La storia di Doria è un racconto di famiglia e dedizione alla qualità, che affonda le sue radici nel lontano 1800, quando Alessandro Zanin iniziò a produrre pane a Sarmede, tra le colline trevigiane. Ma è con l'arrivo di sua moglie, Antonietta Donadon, abilissima pasticcera, che l'attività del panificio si arricchisce con la produzione di dolci.
Nel 1935, anche i figli di Ugo, Gastone e Giorgio, entrano a far parte dell'azienda. Ancora bambini, ma già animati dalla cultura del lavoro e dalla passione per la qualità trasmessa dai genitori, iniziano aiutando il padre nelle consegne per poi passare alla produzione. Con la crescita dell'azienda, emerge la necessità di creare un marchio, un nome breve, noto e capace di conferire un'aura di nobiltà ai prodotti. Gastone Zanin sceglie Doria, ispirandosi al nome della più bella nave italiana dell'epoca e a Marina Doria, moglie di Vittorio Emanuele di Savoia.

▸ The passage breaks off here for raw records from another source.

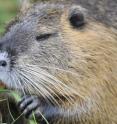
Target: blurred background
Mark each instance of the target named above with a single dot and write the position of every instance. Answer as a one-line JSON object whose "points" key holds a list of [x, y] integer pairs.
{"points": [[8, 10]]}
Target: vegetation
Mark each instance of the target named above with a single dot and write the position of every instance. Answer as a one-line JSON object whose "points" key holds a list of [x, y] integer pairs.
{"points": [[8, 9]]}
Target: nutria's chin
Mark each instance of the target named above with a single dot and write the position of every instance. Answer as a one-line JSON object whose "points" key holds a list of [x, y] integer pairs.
{"points": [[65, 57]]}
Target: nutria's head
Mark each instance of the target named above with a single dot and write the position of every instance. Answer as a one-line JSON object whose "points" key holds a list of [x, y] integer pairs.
{"points": [[57, 49]]}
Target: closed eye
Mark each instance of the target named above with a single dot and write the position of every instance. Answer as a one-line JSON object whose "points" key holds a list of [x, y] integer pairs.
{"points": [[43, 37]]}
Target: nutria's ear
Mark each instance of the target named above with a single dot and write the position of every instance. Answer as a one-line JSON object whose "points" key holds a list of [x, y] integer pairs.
{"points": [[24, 5], [77, 17]]}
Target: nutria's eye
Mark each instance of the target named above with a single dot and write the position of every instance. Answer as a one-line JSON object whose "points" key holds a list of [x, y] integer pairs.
{"points": [[77, 20], [43, 37]]}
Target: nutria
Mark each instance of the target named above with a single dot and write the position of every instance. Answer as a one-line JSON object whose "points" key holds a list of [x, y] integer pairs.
{"points": [[64, 61]]}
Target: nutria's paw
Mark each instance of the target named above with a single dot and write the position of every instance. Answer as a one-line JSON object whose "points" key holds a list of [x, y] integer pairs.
{"points": [[29, 105]]}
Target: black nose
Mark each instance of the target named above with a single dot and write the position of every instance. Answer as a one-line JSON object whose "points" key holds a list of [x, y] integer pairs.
{"points": [[3, 63]]}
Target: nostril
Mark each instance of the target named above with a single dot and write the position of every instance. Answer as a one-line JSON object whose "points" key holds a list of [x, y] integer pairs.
{"points": [[3, 63]]}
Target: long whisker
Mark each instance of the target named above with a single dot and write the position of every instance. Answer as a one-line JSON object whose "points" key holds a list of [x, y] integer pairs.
{"points": [[40, 90], [51, 82]]}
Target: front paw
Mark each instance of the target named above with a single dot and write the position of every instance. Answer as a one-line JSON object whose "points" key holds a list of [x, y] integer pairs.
{"points": [[30, 105]]}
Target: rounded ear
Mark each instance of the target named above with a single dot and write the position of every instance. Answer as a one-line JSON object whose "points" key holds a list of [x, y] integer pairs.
{"points": [[77, 17], [24, 5]]}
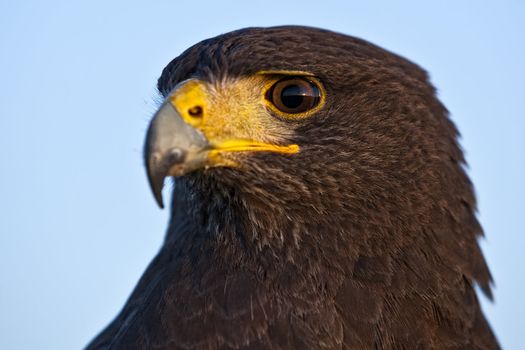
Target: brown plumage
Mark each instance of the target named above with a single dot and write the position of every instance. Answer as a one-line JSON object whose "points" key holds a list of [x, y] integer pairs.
{"points": [[365, 239]]}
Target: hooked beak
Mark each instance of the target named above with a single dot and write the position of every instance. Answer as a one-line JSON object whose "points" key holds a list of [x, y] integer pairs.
{"points": [[172, 148]]}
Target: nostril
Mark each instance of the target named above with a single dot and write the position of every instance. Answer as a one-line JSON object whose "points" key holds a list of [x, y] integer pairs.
{"points": [[195, 111]]}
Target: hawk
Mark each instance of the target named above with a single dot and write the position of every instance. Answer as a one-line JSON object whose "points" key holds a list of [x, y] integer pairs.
{"points": [[320, 202]]}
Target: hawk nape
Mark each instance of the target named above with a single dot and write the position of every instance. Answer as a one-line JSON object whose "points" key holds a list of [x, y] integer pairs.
{"points": [[320, 202]]}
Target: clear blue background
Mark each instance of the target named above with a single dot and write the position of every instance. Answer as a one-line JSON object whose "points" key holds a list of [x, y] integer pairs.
{"points": [[78, 224]]}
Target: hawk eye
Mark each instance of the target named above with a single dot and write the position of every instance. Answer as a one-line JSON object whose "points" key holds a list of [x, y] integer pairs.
{"points": [[294, 95]]}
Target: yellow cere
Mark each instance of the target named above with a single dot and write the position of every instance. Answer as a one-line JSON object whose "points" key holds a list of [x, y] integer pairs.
{"points": [[233, 114]]}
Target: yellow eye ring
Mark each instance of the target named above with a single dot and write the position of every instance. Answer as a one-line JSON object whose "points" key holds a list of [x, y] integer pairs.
{"points": [[295, 96]]}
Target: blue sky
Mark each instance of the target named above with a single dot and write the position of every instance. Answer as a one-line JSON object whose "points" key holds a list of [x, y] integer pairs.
{"points": [[78, 223]]}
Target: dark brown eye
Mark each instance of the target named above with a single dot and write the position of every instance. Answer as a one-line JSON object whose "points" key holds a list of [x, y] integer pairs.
{"points": [[294, 95]]}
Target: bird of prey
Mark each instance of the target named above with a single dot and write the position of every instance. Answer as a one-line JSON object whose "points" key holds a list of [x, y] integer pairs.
{"points": [[320, 202]]}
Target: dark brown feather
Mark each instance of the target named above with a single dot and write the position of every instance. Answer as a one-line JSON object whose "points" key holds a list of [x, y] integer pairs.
{"points": [[366, 239]]}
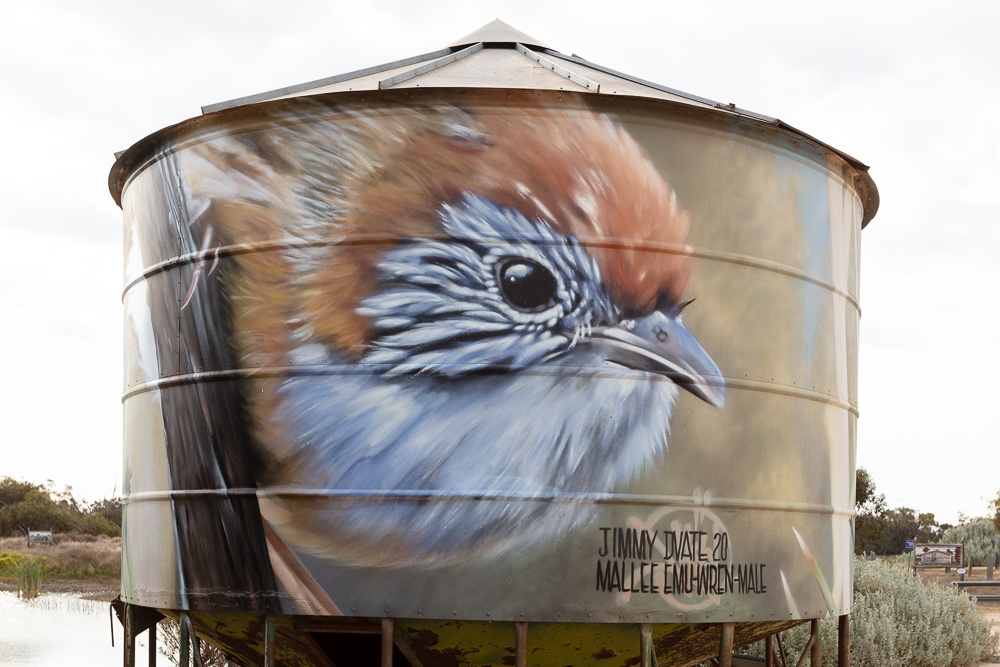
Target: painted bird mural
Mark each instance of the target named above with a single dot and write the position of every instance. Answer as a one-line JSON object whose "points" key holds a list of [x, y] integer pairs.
{"points": [[442, 310]]}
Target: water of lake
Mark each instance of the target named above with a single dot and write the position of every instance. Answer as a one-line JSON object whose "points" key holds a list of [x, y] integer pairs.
{"points": [[61, 629]]}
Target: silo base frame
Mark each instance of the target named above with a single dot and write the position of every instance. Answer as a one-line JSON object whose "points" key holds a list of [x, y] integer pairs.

Doria diventerà la protagonista di uno sviluppo impetuoso, una presenza familiare nelle case degli italiani durante l'epoca d'oro di Carosello. Con la pubblicità televisiva dei biscotti Bucaneve e Atene e dei cracker - che, insieme ai Giambonetti, portarono Doria nel mondo del salato - vengono realizzati dei piccoli capolavori di animazione firmati. Come dimenticare il celebre Tacabanda.
Doria Bucaneve
Un importante contributo viene dal nuovo mezzo di comunicazione, quello televisivo. Gli spot Doria agli albori della pubblicità televisiva entrano per sempre nella memoria degli spettatori. I caroselli con le canzoni di Miranda Martino e le avventure di Tacabanda segnano quegli anni di profondo cambiamento sociale e appartengono di diritto alla nostra pop culture.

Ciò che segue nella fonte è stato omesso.